Back in November of 2006 when Stephane Dion, on the 4Th ballot, became the 11Th Leader of the Liberal Party of Canada many had hoped that he could bridge the gap over the schism between Paul Martin and Jean Chretien. Bridge he did, but only as a "stopgap". The "Martinites" have triumphed...for now.
Confused you say? Finance Minister, Paul Martin, and his boss, the Prime Minister, Jean Chretien, were at odds virtually from the beginning of their relationship in the Liberal Party and in the Parliament of Canada. Chretien, "le p'tit gars de Shawinigan", felt both inferior to, and challenged by Martin, the multi-millionaire President of Canada Steamship Lines who's father had been a star Cabinet Minister for Lester B. Pearson and pretender to the Party's leadership throne until the upstart, Pierre Trudeau left him dangling in the wind. There's a lot of history there, all of it political. In politics things frequently get dirty.
Jean Chretien has never forgiven Paul Martin for engineering his Prime Ministerial demise and subsequently launching the Gomery Inquiry into the Quebec sponsorship scandal as a post script to his legacy. Chretien paid Martin back in kind when his appointee, RCMP Commissioner, the imperial Giuliano Zaccardelli, issued a December 28, 2005 News Release confirming that the National Police Force was targeting Liberal Party insiders for illegal stock market transactions in the government's Income Trust debacle. Paul Martin's Liberals, leading in the midst of a snap election, lost nearly 20% of public support virtually overnight and handed victory to Stephen Harper's Conservatives on January 23, 2006. Game set and match! To close the loop permanently...Harper dumped Zaccardelli less than a year later over his mishandling of the Maher Arar Affair...I digress.
Thus at the November 2006 Liberal Party Convention in Montreal, Liberals in the Chretien camp of old anointed their front runner candidate, the former Ontario NDP Premier Bob Rae, whilst the Paul Martin camp trotted-out their star candidate, Michael Ignatieff. More than two years later most can't still quite figure out just how the Toronto based candidate, Gerard Kennedy, was made to withdraw and throw his support behind Stephane Dion...It matters not. That too is politics and Dion who had avoided being drawn directly into the Chretien/Martin squabbles during his 10 year tenure in the House of Commons became the compromise, some might now say "compromised" Leader of the Party. The fog of your confusion is now lifted, right?

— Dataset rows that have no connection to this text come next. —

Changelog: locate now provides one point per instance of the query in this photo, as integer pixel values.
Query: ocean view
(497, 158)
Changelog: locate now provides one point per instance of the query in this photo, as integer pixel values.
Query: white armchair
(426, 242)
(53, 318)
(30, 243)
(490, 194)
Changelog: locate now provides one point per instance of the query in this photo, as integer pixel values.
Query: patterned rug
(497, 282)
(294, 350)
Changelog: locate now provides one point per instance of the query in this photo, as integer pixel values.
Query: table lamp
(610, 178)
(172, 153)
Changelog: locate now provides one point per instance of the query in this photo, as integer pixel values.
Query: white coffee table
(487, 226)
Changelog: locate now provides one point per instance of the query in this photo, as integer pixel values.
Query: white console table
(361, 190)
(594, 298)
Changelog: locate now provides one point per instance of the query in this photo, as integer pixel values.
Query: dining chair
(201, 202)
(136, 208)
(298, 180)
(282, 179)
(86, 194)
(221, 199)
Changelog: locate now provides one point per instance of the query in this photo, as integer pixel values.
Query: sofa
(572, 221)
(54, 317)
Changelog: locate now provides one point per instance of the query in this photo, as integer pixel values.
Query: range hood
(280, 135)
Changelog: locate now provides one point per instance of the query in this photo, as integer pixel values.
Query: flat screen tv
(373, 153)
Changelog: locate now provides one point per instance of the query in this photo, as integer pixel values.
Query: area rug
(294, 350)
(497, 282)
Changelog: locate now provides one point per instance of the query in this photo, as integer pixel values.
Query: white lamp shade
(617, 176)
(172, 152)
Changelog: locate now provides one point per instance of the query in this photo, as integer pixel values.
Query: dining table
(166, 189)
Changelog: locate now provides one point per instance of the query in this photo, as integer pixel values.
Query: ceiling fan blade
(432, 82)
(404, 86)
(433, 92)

I am unclear as to why people choose to enter Party politics. There are probably as many reasons as there are politicians. However I will take the high road and presume that in most there is an element, a flicker perhaps, of service to the country and to their fellow citizens. In 1996, stung by the near break-up of the country in the 1995 Referendum, Jean Chretien asked Stephane Dion, a brilliant federalist academic to join his Cabinet. Another member of academia, Pierre Pettigrew, also joined the Liberal Cabinet on the same day. As Minister of Intergovernmental Affairs, Dion rose to prominence...dubbed "Captain Canada" for handling the "Clarity Act" through a tumultuous Parliament. Unlike many others, the aforementioned Pettigrew included, Dion successfully transitioned to the "Martinites" championing the "Green Mantle" of the burgeoning environmental movement which climaxed with the adoption of the Kyoto Accord.
Sadly nothing in the ten years he had spent in Cabinet could have prepared Stephane Dion for the unrelenting, cruel, aggressive and downright nasty campaign against his leadership mounted by Stephen Harper's Conservatives under the banner "Stephanne Dion is no Leader!"...from the very start of his tenure at the helm of the Liberals. Eventually pretty much everyone bought into the salacious, acrimonious, reputation crushing campaign and it has now become a self full filling prophecy. Since the Federal Election of October 14Th, successive developments and events, many of them of historic proportion have catapulted Mr. Dion out of the limelight. And; in a triumph of will, Michael Ignatieff has crushed Bob Rae's leadership aspirations...Advantage "Martinites"!
Stephane Dion's reputation as a political leader is undeservedly tattered. The country is still buffeted by economic and market forces from afar. The future of our Government, as we know it, is undetermined beyond the January 27Th Federal Budget.
Author Paul Wells' conclusion to the 2006 book: "Right Side Up", bears paraphrasing: "All I know is what Stockwell Day, Joe Clark, Bellinda Stronach, Peter MacKay, Paul Martin...Stephane Dion...have had to learn at their own expense: That you underestimate Stephen Harper at your peril!"